O sangue coletado durante essa campanha emergencial na Arena será distribuído entre os hemocentros Colsan, Banco Paulista, Fundação Pró-Sangue e São Lucas, que atendem diversos hospitais na cidade. Diante da quarentena, no Banco de Sangue São Paulo, o déficit nas doações chegou a atingir a marca de 50%. Após uma campanha de alerta pelas redes sociais convocando a população, houve uma reação, mas, a queda nos estoques sanguíneos ainda chega a 28%.

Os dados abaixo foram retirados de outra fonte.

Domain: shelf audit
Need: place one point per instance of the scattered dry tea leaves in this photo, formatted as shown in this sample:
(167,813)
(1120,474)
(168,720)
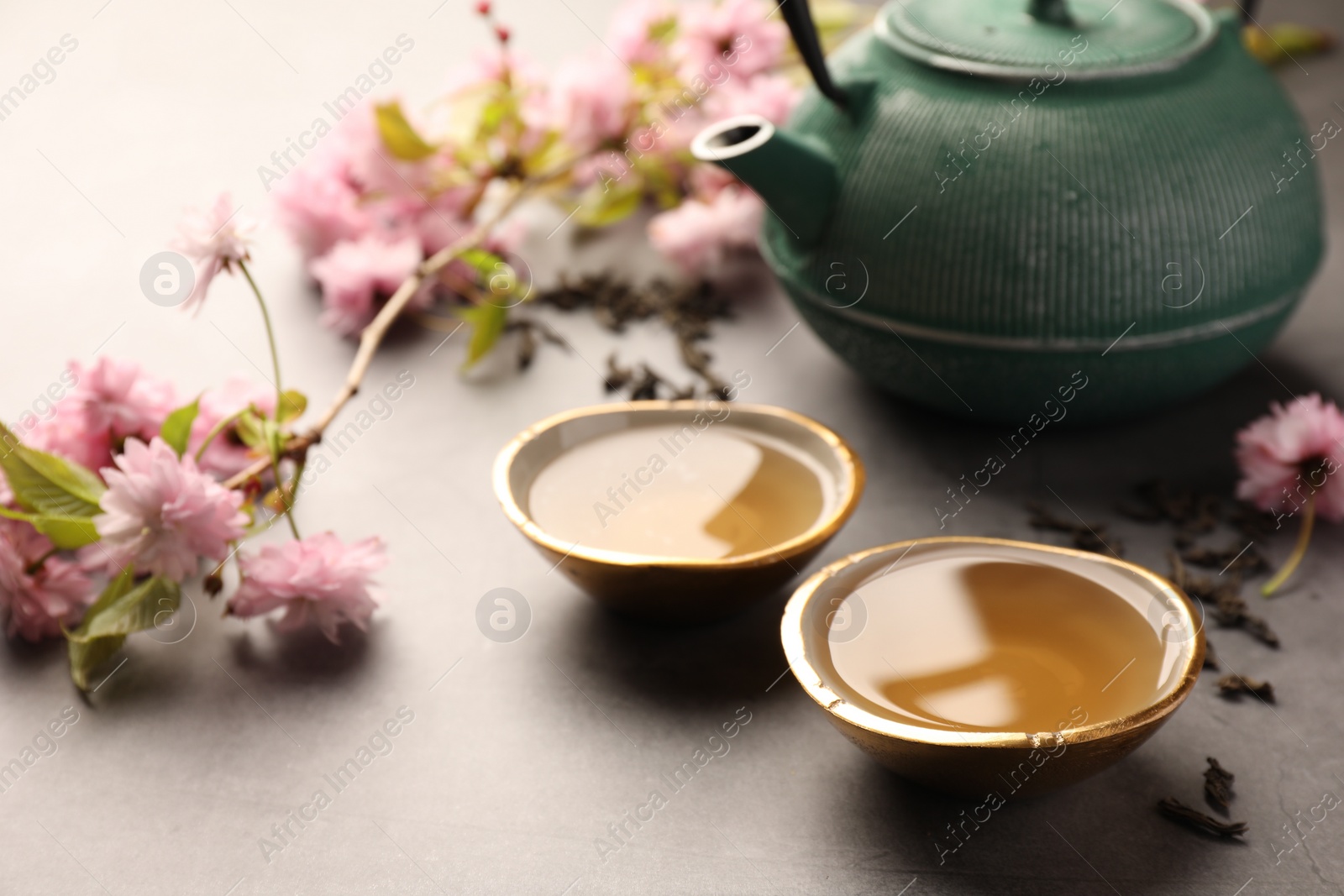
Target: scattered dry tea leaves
(687,309)
(1179,812)
(1223,595)
(1218,786)
(1193,512)
(1242,559)
(1085,537)
(1233,685)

“Estamos incentivando o doador de sangue a sair de casa para realizar esse ato heroico, porque as cidades e transportes estão mais vazios, tornando o acesso aos pontos de coleta de sangue mais seguro e confortável. A população brasileira é reconhecida por sua postura solidária e certamente dará mais este bom exemplo ao mundo”, destaca o coordenador de Sangue e Hemoderivados do Ministério da Saúde, Rodolfo Duarte Firmino.

A preocupação é que a falta de sangue pode não só afetar transfusões em pacientes com hemorragias e anemia graves ou que estejam na luta contra o câncer, a febre amarela e a dengue, mas também aquelas que podem ser necessárias para o tratamento dos diagnosticados com coronavírus.

Para garantir a segurança dos doadores, os bancos de sangue adotaram medidas de segurança contra o Covid-19, seguindo todas as orientações necessárias de prevenção. Todos os serviços estão disponibilizando condições de lavagem de mãos, uso de antissépticos e acolhimento que minimizem a exposição a aglomerado de pessoas. Além disso, cuidados com a higienização das áreas, instrumentos e superfícies também têm sido intensificados pelos hemocentros.